太極拳を始めたことで、体力がついてアトピーも安定してきた。自然と教室に来ている人とも関わるようになり、朝から酒を飲んで練習に来るおじさんと昼ごはんを一緒に食べて帰ったりしていた。教室は木曜日の午前中で私のほかにもう一人整体師の若者がいたが、あとは引退した人たちばかりであった。けれど、誰も私がそんな時間に通っていることを気にも留めていなかったと思う。お金はどうしているのと思われても仕方ないが、もちろん親に払ってもらっていた。それは師の教えでもあった。使えるものはなんでも使ってこの状況から抜け出した方がいいよ。親にお金を払ってもらってもいいじゃない。そう言われて、私も気にせず通っていたが、師は習い事だけしてなかなか仕事を始めようとしない私に厳しくなっていた。この頃、セラピストに憧れて、その勉強の意味もあってホメオパスの元に通っていた。その効果はあまりわからなかったが、県内では有名なローカルチェーンの書店外商部でのアルバイトが決まったのは、ホメオパスが確信をもって処方してくれたレメディを摂った直後だった。

アルバイトとはいえ、仕事をするようになって、いくらか自信がついてきた。
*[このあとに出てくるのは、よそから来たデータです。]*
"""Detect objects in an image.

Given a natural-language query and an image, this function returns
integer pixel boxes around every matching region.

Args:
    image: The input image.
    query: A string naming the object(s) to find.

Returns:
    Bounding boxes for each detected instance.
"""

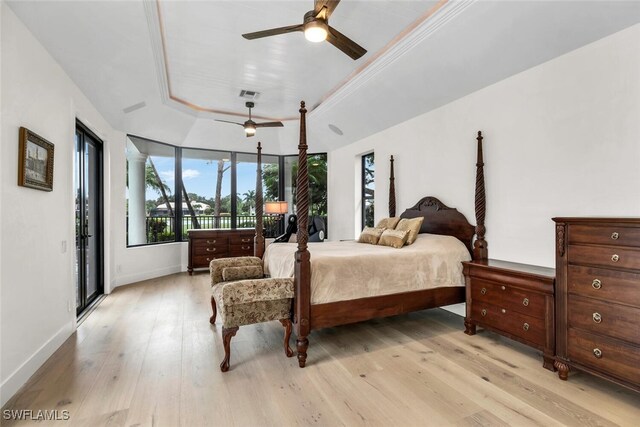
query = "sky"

太極拳に通っている人からも輝いているねと言われた。アトピーもこの頃はかなり安定していた。それでも完治するということはなく、私は新しい療法を探し続けていた。

そんな折、師が開いたワークショップである特殊な方法でアトピーが治ったという人がいて、師はもしやってみたいなら詳細を聞いてあげるよと言ってくれた。私は少し考えてこの話を断った。自分の力で治したい。自分の内側にある力で治るはずだ。そういう強い思いが湧いてくるのを感じていた。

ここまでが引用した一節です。